Violência urbana no Brasil
Enviada em 04/04/2020
Historicamente, durante o Êxodo Rural do século XX, houve migração em massa e sem infraestrutura aos grandes centros demográficos, o que proporcionou um aumento significativo da luta por direitos e entre classes, corroborando aos altos níveis de incidência da violência urbana.
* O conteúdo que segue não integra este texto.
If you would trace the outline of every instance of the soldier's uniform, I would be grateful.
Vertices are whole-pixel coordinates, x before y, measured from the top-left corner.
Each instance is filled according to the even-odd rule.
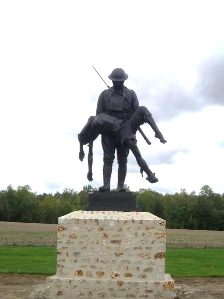
[[[124,80],[128,77],[124,71],[120,68],[115,69],[109,77],[113,82],[113,87],[101,93],[97,104],[96,116],[89,119],[87,124],[78,136],[80,145],[82,146],[93,142],[99,134],[102,134],[104,150],[104,185],[99,188],[99,190],[109,191],[110,189],[112,165],[115,150],[118,165],[118,191],[125,191],[123,185],[129,149],[140,167],[141,173],[144,171],[147,174],[146,179],[150,182],[156,182],[158,180],[155,173],[150,170],[141,155],[136,145],[135,133],[139,126],[147,123],[154,131],[155,137],[159,138],[162,143],[165,143],[166,141],[147,108],[139,106],[134,91],[123,86]]]
[[[104,112],[116,119],[122,120],[121,127],[126,128],[129,124],[128,120],[138,107],[138,100],[134,91],[123,86],[122,94],[118,94],[112,87],[100,94],[97,104],[97,115]],[[133,133],[132,135],[130,138],[135,139],[135,135]],[[112,164],[116,149],[118,165],[117,189],[120,191],[124,191],[123,184],[127,171],[127,157],[129,149],[124,146],[121,139],[121,134],[102,135],[104,150],[104,186],[100,187],[99,190],[110,189]]]

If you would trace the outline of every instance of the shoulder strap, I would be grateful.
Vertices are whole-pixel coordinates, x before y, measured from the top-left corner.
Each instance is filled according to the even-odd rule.
[[[129,106],[130,106],[131,114],[132,114],[132,109],[131,108],[131,100],[132,96],[132,90],[128,89],[128,88],[127,88],[124,86],[124,88],[123,90],[123,95],[127,100]]]

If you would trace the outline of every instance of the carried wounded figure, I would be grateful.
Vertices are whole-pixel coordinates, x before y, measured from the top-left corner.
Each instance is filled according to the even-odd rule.
[[[116,149],[118,169],[118,191],[125,191],[124,188],[126,173],[126,164],[129,150],[134,154],[140,167],[142,174],[147,174],[146,179],[151,183],[158,181],[155,173],[148,167],[141,156],[137,146],[135,134],[139,126],[148,123],[154,131],[155,137],[162,143],[166,141],[158,129],[151,113],[144,106],[139,106],[135,93],[123,86],[127,75],[120,68],[113,70],[109,75],[113,87],[103,91],[98,100],[97,115],[91,116],[78,135],[80,145],[79,158],[82,161],[85,154],[83,145],[89,144],[88,161],[89,164],[88,178],[92,180],[92,147],[93,141],[102,135],[104,150],[104,185],[100,191],[110,191],[112,164]]]

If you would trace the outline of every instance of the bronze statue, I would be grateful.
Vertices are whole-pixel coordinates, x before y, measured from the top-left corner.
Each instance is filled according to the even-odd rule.
[[[96,116],[90,117],[78,135],[80,145],[79,158],[81,161],[85,156],[83,145],[89,144],[89,146],[88,178],[89,180],[93,179],[93,143],[101,134],[104,150],[104,185],[99,188],[99,191],[110,190],[115,150],[118,165],[118,191],[125,191],[124,184],[129,150],[133,152],[140,167],[142,175],[143,171],[145,171],[147,175],[146,179],[151,183],[155,183],[158,179],[141,156],[137,146],[135,134],[139,130],[150,144],[151,143],[139,128],[141,125],[147,123],[154,131],[155,137],[158,138],[162,143],[165,144],[166,141],[158,129],[151,113],[145,107],[139,107],[134,91],[124,86],[124,82],[127,79],[128,75],[123,70],[119,68],[114,69],[109,78],[112,80],[113,86],[101,93],[98,99]]]

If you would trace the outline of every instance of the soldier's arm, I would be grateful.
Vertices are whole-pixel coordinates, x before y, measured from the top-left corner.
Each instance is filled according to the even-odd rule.
[[[131,109],[132,110],[133,113],[134,112],[137,108],[138,108],[138,107],[139,107],[139,103],[138,102],[138,100],[136,93],[133,90],[132,90],[132,97],[131,100]]]
[[[102,113],[102,112],[105,112],[104,102],[103,91],[102,91],[102,92],[101,93],[98,99],[98,102],[97,103],[97,112],[96,115],[98,115],[98,114],[99,114],[100,113]]]

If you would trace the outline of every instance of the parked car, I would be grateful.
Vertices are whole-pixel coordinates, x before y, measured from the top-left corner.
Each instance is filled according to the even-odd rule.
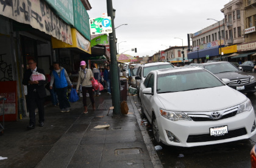
[[[251,71],[254,72],[254,61],[247,61],[240,65],[243,71]]]
[[[134,65],[131,69],[130,69],[130,74],[129,77],[129,84],[132,88],[136,88],[136,80],[135,77],[138,75],[138,68],[141,66],[140,64]]]
[[[150,71],[156,69],[174,68],[174,66],[167,62],[156,62],[156,63],[150,63],[142,65],[138,71],[138,74],[136,79],[136,88],[137,90],[137,95],[139,97],[140,95],[140,86],[141,83],[143,83]]]
[[[202,63],[196,66],[207,69],[220,79],[229,79],[230,82],[227,85],[243,93],[252,94],[256,91],[256,80],[254,77],[240,71],[229,62]]]
[[[141,113],[158,142],[193,147],[248,139],[256,133],[250,100],[206,69],[152,71],[141,89]]]

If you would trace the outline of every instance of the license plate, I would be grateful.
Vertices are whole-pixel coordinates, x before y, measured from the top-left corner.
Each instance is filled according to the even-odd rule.
[[[214,136],[222,136],[228,133],[227,126],[210,128],[210,135]]]
[[[244,90],[244,86],[236,86],[236,90],[238,90],[238,91]]]

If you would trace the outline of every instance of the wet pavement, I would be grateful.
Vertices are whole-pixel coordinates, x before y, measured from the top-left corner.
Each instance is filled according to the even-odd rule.
[[[7,158],[0,167],[162,167],[131,97],[127,115],[114,116],[110,110],[107,116],[111,96],[103,93],[95,97],[96,110],[90,104],[87,114],[82,98],[69,113],[48,105],[43,127],[27,130],[27,117],[6,122],[0,156]]]

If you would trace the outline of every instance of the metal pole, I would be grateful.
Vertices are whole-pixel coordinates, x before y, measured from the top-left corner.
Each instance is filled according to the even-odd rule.
[[[114,19],[113,16],[112,0],[107,0],[107,8],[108,16],[111,17],[112,28],[115,27]],[[110,65],[111,65],[111,83],[112,86],[112,103],[114,106],[113,114],[114,116],[121,116],[121,97],[120,88],[119,87],[118,68],[116,60],[116,46],[115,43],[116,32],[113,29],[112,33],[109,34],[109,44],[110,49]]]
[[[221,26],[219,26],[219,49],[221,49],[221,53],[222,53],[222,52],[221,52]]]

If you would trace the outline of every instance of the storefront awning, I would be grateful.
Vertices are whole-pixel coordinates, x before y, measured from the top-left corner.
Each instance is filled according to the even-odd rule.
[[[91,44],[74,28],[71,28],[72,45],[68,44],[55,38],[52,37],[52,44],[53,49],[59,48],[78,48],[81,51],[91,54]]]
[[[198,52],[198,53],[197,53]],[[217,56],[219,55],[219,46],[210,48],[193,51],[188,53],[188,59],[195,59],[197,58],[205,58],[208,57]]]
[[[246,57],[249,55],[253,54],[255,54],[255,53],[256,53],[256,52],[241,54],[239,54],[237,56],[232,57],[231,57],[231,58],[233,59],[233,58],[237,58]]]

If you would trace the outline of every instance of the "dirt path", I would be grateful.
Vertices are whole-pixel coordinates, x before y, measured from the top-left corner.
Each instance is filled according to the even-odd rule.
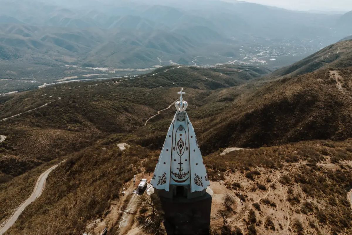
[[[162,109],[161,110],[159,110],[159,111],[158,111],[158,113],[157,113],[155,115],[153,115],[151,117],[150,117],[149,118],[148,118],[148,120],[147,120],[146,121],[145,121],[145,123],[144,124],[144,126],[147,125],[147,123],[148,123],[148,122],[149,121],[149,120],[150,120],[152,118],[154,117],[155,117],[156,116],[157,116],[161,112],[163,111],[164,111],[164,110],[166,110],[167,109],[170,109],[170,107],[171,106],[172,106],[173,105],[174,105],[174,104],[175,104],[175,103],[176,103],[176,101],[177,101],[177,100],[178,100],[179,99],[180,99],[179,98],[178,99],[177,99],[177,100],[175,100],[175,101],[174,101],[174,103],[173,103],[172,104],[170,104],[168,107],[165,108],[165,109]]]
[[[59,97],[58,98],[57,100],[59,100],[60,99],[61,99],[61,97]],[[18,113],[18,114],[16,114],[15,115],[13,115],[13,116],[11,116],[11,117],[7,117],[7,118],[3,118],[2,119],[1,119],[0,120],[0,122],[2,122],[2,121],[5,121],[5,120],[7,120],[8,119],[10,119],[10,118],[14,118],[15,117],[17,117],[18,116],[19,116],[21,114],[23,114],[23,113],[29,113],[30,112],[32,112],[32,111],[34,111],[34,110],[37,110],[38,109],[40,109],[40,108],[42,108],[43,107],[45,107],[45,106],[46,106],[47,105],[48,105],[49,104],[50,104],[51,103],[52,103],[52,102],[54,102],[54,101],[56,101],[56,100],[54,100],[54,101],[51,101],[50,102],[48,102],[48,103],[46,103],[46,104],[44,104],[43,105],[41,105],[40,106],[39,106],[39,107],[37,107],[36,108],[35,108],[35,109],[31,109],[31,110],[28,110],[27,111],[26,111],[25,112],[22,112],[22,113]]]
[[[222,156],[222,155],[225,155],[225,154],[227,154],[229,153],[230,152],[232,152],[234,151],[237,151],[238,150],[240,150],[241,149],[247,149],[242,148],[237,148],[237,147],[234,147],[233,148],[226,148],[224,150],[224,151],[220,154],[220,155]]]
[[[134,218],[134,215],[137,212],[138,207],[137,203],[138,196],[133,193],[128,202],[127,207],[124,210],[123,214],[121,217],[119,224],[119,228],[117,233],[124,234],[131,229],[133,224],[133,221]]]
[[[12,216],[6,221],[4,227],[1,229],[0,229],[0,235],[3,234],[7,229],[13,225],[13,224],[18,218],[18,217],[20,216],[22,211],[24,210],[25,208],[27,206],[34,202],[37,198],[40,197],[44,190],[45,182],[46,181],[46,178],[48,178],[49,174],[53,170],[57,167],[60,164],[65,161],[65,160],[51,167],[44,172],[44,173],[39,176],[38,179],[37,180],[37,183],[36,183],[36,185],[34,187],[34,190],[33,191],[33,192],[29,197],[17,208]]]
[[[282,193],[282,196],[283,196],[284,197],[284,201],[285,202],[285,203],[286,205],[286,206],[287,207],[287,224],[286,225],[286,234],[289,234],[289,233],[288,229],[290,227],[290,224],[291,223],[291,219],[290,218],[290,210],[289,209],[289,206],[288,203],[287,203],[287,201],[286,200],[286,196],[285,195],[285,192],[284,192],[283,190],[282,189],[282,186],[281,185],[281,184],[280,183],[278,183],[279,185],[280,186],[280,190],[281,191],[281,193]]]
[[[6,140],[6,136],[2,135],[0,135],[0,143]]]
[[[269,190],[268,191],[268,192],[266,193],[266,194],[265,194],[264,196],[263,196],[262,197],[261,197],[260,198],[259,198],[259,199],[258,199],[255,202],[254,202],[253,203],[256,203],[258,202],[259,202],[259,201],[260,201],[262,199],[264,199],[264,198],[265,198],[266,197],[268,197],[268,195],[269,195],[269,193],[270,193],[270,192],[271,191],[271,188],[270,187],[270,186],[271,185],[273,184],[274,184],[274,183],[275,183],[277,180],[279,179],[280,178],[280,177],[281,177],[281,175],[282,175],[283,174],[284,174],[283,173],[282,173],[281,174],[279,174],[278,176],[278,177],[276,177],[275,179],[275,180],[273,180],[271,182],[271,183],[270,183],[270,184],[268,184],[266,185],[266,187],[268,187],[268,188],[269,188]]]
[[[347,198],[350,201],[350,203],[351,204],[351,209],[352,209],[352,189],[350,190],[350,192],[347,193]]]

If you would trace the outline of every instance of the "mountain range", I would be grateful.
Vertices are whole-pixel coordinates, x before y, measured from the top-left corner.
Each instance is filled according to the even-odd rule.
[[[170,60],[205,64],[246,57],[261,57],[275,67],[351,33],[350,13],[312,13],[242,2],[25,0],[2,5],[0,59],[10,67],[20,62],[140,68],[169,65]],[[259,55],[263,50],[269,51]]]

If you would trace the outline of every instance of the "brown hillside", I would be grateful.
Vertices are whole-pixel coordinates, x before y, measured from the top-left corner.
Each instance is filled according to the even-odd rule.
[[[301,60],[276,70],[272,76],[295,76],[319,69],[352,66],[352,40],[332,44]]]

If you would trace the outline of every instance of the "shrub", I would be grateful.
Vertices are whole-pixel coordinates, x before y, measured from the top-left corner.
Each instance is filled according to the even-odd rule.
[[[249,213],[248,214],[248,221],[251,224],[255,224],[257,223],[256,212],[253,210],[251,210],[249,211]]]
[[[256,234],[257,230],[256,229],[256,226],[253,224],[251,224],[248,226],[248,234]]]
[[[268,198],[264,198],[262,199],[263,202],[265,205],[268,205],[273,207],[276,207],[276,204],[274,202],[271,202]]]
[[[237,182],[234,182],[232,183],[232,187],[234,188],[240,188],[241,184],[239,183],[237,183]]]
[[[241,229],[236,226],[235,227],[235,230],[234,231],[233,233],[231,234],[235,234],[235,235],[242,235],[243,233],[242,233]]]
[[[301,212],[303,214],[308,215],[309,212],[313,211],[313,205],[309,202],[304,202],[301,205]]]
[[[298,219],[296,219],[293,223],[293,227],[295,228],[296,232],[298,234],[303,234],[304,230],[303,229],[302,223]]]
[[[268,216],[265,219],[264,226],[266,228],[270,228],[272,231],[275,231],[275,225],[272,222],[272,220],[271,217]]]
[[[262,184],[259,184],[259,183],[257,183],[257,186],[258,187],[258,188],[261,190],[266,190],[266,187],[265,187],[265,185]]]
[[[260,174],[260,172],[258,171],[251,171],[246,173],[246,177],[252,180],[254,180],[254,178],[253,178],[253,175],[259,175]]]
[[[291,181],[291,178],[287,175],[284,175],[279,179],[279,182],[282,184],[286,184]]]
[[[253,203],[252,205],[254,206],[254,208],[256,208],[256,209],[257,209],[257,210],[258,211],[260,211],[260,205],[259,204],[259,203],[256,202],[255,203]]]

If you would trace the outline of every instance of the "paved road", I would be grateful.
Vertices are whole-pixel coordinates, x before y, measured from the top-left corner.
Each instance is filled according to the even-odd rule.
[[[61,162],[63,162],[63,161]],[[60,163],[56,164],[46,170],[38,178],[33,192],[30,197],[17,208],[17,210],[12,215],[10,219],[6,221],[5,225],[1,229],[0,229],[0,235],[3,234],[7,229],[13,225],[16,221],[17,220],[18,217],[20,216],[22,211],[24,210],[25,208],[27,206],[34,202],[37,198],[40,196],[44,189],[45,182],[46,181],[46,178],[49,174],[51,172],[51,171],[57,167]]]

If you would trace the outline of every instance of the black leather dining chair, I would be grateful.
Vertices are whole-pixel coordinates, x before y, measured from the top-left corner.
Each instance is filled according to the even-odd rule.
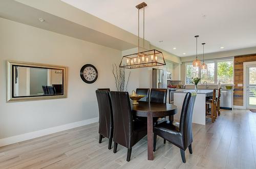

Entretanto, este déficit mostrou-se também um problema contemporâneo, principalmente entre as camadas menos favorecidas, o que denuncia a negligência governamental quanto às situações que remetem esta parcela da população a estas condições.
Visto que, de acordo com o artigo XXV da Declaração Universal dos Direitos Humanos, aplicado na constituição de 1998, “Todo ser humano tem direito a um padrão de vida capaz de assegurar-lhe, e a sua família, saúde e bem estar […]”, torna-se evidente que, diante a uma população em que, de acordo com o Ipea, 12 milhões de pessoas estão vivendo em condições precárias, muitas destas se sentem invisíveis perante a legislação brasileira e, como forma de assegurar sua estabilidade, que deveria ser garantida constitucionalmente, acabam buscando a violação das leis, muitas vezes, utilizando a violência como ferramenta, o que alavanca à um problema de escala ainda maior, que engloba indivíduos, independentemente de suas classes sociais ou qualquer nicho específico.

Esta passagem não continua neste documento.